The average flow velocity obtained by PIV measurement was in good agreement with the analytical results of SPIRAL (finite element mesh code) over 6 s in the flow direction and the lateral direction (which was normalized by the Vm-averaged cross-section flow rate) near the wire.

Fuel pins are generally densely arranged in equilateral triangles in the fuel subassemblies of sodium-cooled fast reactors. The spiral wire spacers are adopted to maintain gaps in the fuel pins and to ensure cooling because they can be relatively flexible to deformation of fuel pins caused by neutron irradiation. However, the coolant flow path between the fuel pins might become a narrow, complex shape due to the installation of the wire spacer. Then, the fuel pin could be damaged if a mismatch between the output and the flow rate occurred by some event such as deformation of the coolant flow path for the high burn-up. To evaluate the structural integrity of the fuel pins, it is important to clarify the flow field in this narrow and complex flow path. However, no techniques have been developed for visualizing such a narrow and complex area to obtain the verification data of the analysis codes in past studies.
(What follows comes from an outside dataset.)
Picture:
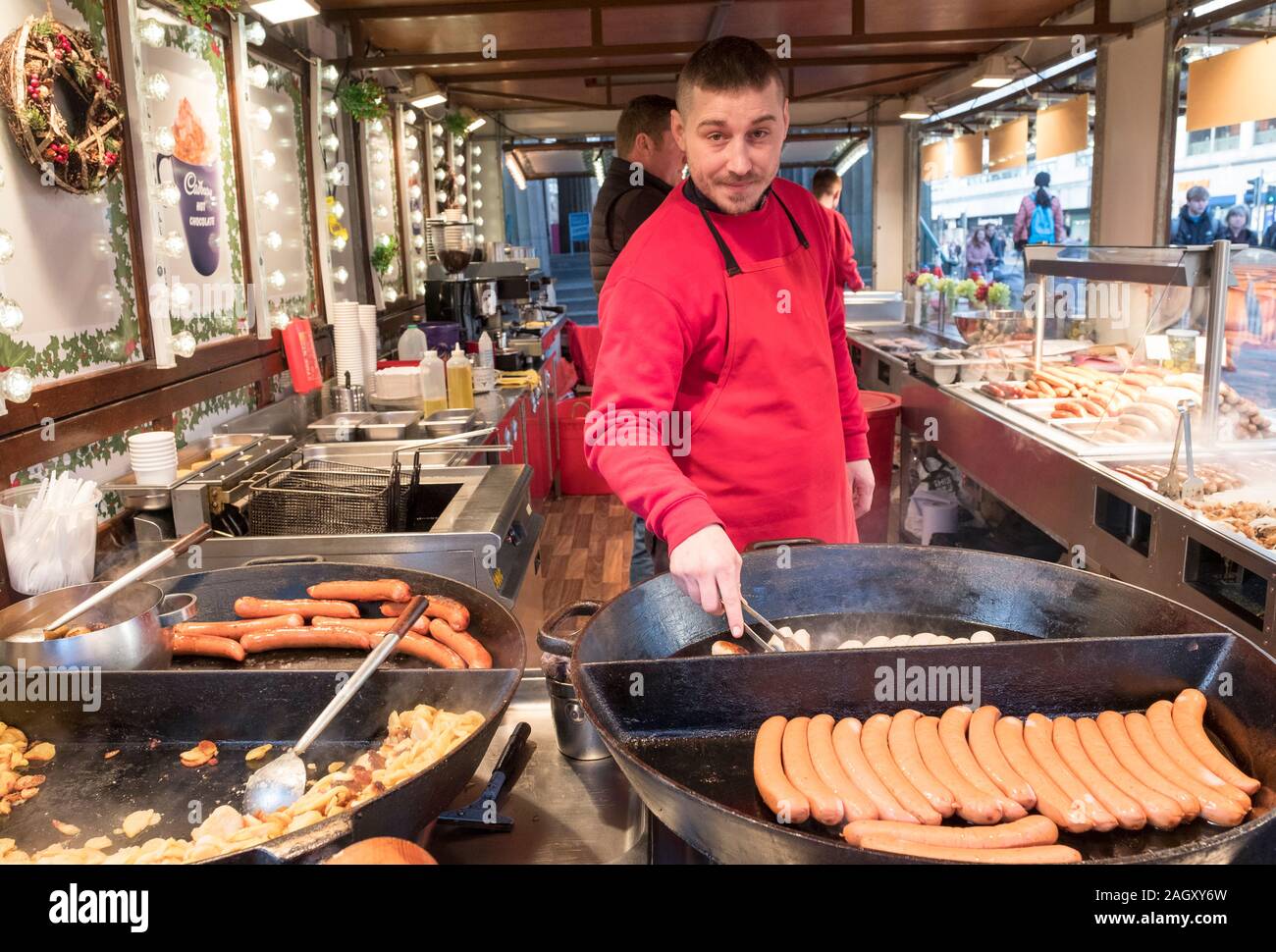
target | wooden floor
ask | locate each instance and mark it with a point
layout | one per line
(585, 548)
The flow field was measured by particle image velocimetry (PIV) in the subchannel around the wrapping wire of the three-pin bundle water model (Fig.7-8(a)), which simulated the simplest system of the fuel pins (Fig.7-8(b)) in this study.

The test section comprised an irregular hexagonal acrylic duct tube and fluoropolymer resin pins that had nearly the same refractive index as that of water and had a high light-transmission rate. This refractive index matching enabled us to visualize the inner subchannel through the outer pins with a high degree of accuracy.

As a result, two types of characterized flow field data (the flow velocity distribution and fluctuation intensity) were successfully obtained. One is a relatively stable spiral flow around the pin and the other is a disordered swirl flow around the wire. As an example, the experimental (Fig.7-9(c)) and analytical results obtained by SPIRAL (a finite element analysis code) (Fig.7-9(d)) for the flow velocity distribution near the wire wound on the C-Pin are compared. The two results are in good agreement, and are hence considered to have verified the efficacy of this code.

Verification and validation (V&V) research has focused on the development of a safety assessment analysis code for nuclear power facilities, especially in recent years. Standardization of V&V has been underway in Japan and overseas.

In this way, the results of this study contribute to the promotion of fast reactor development by helping to validate analysis codes as basic technology and to the establishment of a standard for V&V.